Zerto 10 launch adds air-gapped recovery vault and real-time encryption detection mechanism

The Zerto 10 update also requires customers to migrate to a new Linux-based software appliance, although Zerto is providing a tool to migrate it from Windows, while the HPE company also is announcing its Zerto 10 for Microsoft Azure offering.

On Thursday, Zerto, which was acquired by HPE in 2021 but has operated since as an independent division within the company, announced the new Zerto 10 version of their software. It adds a new real-time tool for encryption detection, thus enhancing ransomware resilience. Also new is an air-gapped Cyber Resilience Vault for clean copy recovery. Zerto also announced the launch of Zerto 10 for Microsoft Azure, which includes a new replication architecture for scale-out efficiency and native protection of Azure Virtual Machines.

“Customers have told us that their top challenges begin with the evolving nature of threats, like ransomware as a service,” said Caroline Seymour, Vice President of Product Marketing at Zerto. “They also said that ransomware has too long a recovery period to get back to normal. Right now, it’s a month, and they want it up faster. In addition, only 4% of those who paid got their data back.”

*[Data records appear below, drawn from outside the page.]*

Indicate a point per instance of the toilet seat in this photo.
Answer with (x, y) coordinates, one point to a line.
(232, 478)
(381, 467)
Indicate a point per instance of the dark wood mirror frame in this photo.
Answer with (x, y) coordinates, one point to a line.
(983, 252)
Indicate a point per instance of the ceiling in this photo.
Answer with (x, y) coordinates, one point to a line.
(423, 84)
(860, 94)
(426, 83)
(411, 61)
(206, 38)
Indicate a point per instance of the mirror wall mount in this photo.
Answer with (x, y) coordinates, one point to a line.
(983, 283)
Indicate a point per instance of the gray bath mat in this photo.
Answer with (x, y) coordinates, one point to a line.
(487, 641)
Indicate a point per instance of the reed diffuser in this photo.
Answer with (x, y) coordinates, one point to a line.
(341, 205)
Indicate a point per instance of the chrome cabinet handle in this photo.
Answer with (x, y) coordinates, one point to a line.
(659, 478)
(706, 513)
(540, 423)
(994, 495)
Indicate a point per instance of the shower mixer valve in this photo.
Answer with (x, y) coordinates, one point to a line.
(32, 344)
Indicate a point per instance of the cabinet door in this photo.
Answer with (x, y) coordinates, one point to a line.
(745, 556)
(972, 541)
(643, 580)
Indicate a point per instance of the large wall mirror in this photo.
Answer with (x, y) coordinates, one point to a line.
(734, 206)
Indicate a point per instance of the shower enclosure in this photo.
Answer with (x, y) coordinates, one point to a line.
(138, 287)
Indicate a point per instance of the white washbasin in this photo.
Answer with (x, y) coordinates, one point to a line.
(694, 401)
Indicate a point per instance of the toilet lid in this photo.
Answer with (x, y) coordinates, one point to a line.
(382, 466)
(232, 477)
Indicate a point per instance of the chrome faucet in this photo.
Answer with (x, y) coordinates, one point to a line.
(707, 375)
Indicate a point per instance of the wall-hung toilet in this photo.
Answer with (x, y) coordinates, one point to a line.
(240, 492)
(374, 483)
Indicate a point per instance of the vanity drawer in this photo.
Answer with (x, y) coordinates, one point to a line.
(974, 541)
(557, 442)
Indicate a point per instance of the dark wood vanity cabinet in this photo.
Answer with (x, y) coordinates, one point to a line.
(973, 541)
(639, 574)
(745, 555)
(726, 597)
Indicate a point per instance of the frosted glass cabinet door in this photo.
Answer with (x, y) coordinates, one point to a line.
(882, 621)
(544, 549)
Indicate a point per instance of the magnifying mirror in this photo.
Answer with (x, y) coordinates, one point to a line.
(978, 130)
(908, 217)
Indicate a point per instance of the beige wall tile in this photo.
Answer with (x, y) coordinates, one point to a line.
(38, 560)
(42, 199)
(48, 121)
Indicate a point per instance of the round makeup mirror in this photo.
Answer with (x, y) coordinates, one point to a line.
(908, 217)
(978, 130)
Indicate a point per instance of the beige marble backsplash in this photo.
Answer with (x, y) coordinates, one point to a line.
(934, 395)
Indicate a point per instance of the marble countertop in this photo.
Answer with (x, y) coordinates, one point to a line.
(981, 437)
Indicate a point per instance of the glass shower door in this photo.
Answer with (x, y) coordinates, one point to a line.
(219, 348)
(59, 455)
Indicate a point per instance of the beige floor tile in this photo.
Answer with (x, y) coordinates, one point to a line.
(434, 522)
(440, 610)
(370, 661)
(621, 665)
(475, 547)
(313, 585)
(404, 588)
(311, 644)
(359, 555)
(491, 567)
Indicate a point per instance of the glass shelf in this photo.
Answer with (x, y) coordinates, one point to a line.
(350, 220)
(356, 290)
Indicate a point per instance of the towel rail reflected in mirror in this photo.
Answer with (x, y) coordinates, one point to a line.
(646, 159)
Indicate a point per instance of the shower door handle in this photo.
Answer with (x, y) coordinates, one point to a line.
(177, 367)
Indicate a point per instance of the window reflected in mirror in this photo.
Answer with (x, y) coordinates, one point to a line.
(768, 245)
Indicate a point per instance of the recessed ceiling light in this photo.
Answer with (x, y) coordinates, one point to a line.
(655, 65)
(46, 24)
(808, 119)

The real-time encryption detection tool is superior to alternatives available in the market, said Deepak Verma, Zerto’s VP of products.

“There are generally two global approaches to detection,” he said. “One is to slow things down. The other and more common way is to use a secondary copy of data to detect threats. What we are adding in Zerto 10 is a set of algorithms to the Elastic Journal that detect if anything in a block is encrypted. This makes it an effective early warning system.”

The advantage here, is the ability to detect changes in backups within seconds, which lets admins find files encrypted by ransomware before it can do any damage.

“Our customers will also like that this is all included at no cost,” Verma said.

A complementary new solution is the new Zerto Cyber Resilience Vault, which  adds another layer of security with the real-time early warning system. It has three core pillars: replicate and detect, isolate and lock, and test and recover, which combined with the vault’s zero trust architecture, enables rapid air-gapped recovery in a highly secure environment.

“The vault gives you an air gapped and production immutable copy, so you can get up and running very quickly,” Verma noted.

In addition, Zerto 10 offers a turnkey Zerto Virtual Manager Appliance, which deploys quickly and securely as a new, security-hardened virtual appliance. For Windows users, there is a catch, however. The Zerto Virtual Manager Appliance is Linux-based, and replaces the legacy Windows-based Zerto Virtual Manager. While Zerto emphasizes that the new Linux-based appliance is easier to deploy and more secure, customers will have to switch from a Windows device to a Linux one.

“We are providing a migration tool to move customers from Windows,” Verma noted. While the tool is free, the HPE hardware required for the appliance is not, however.

What will likely please Microsoft customers though is the announcement of Zerto 10 for Microsoft Azure, with the key enhancement being a new replication architecture for scale-out efficiency and native protection of Azure Virtual Machines

“Zerto 10 has changed its replication architecture for Azure,” Verma said. “It will let you protect thousands of VMs at a lower operational cost. This was a major ask from Azure customers, and it will be in the Azure Marketplace.”

Zerto 10 now also supports multi-disk consistency for VMs in Microsoft Azure to protect an organization’s data, not just to and from Azure, but also across Azure regions within the cloud.

“Using this multi-disk consistency API that we developed with Microsoft, as Azure rolls into more regions, you will be able to use Zerto to protect your data there,” Verma indicated.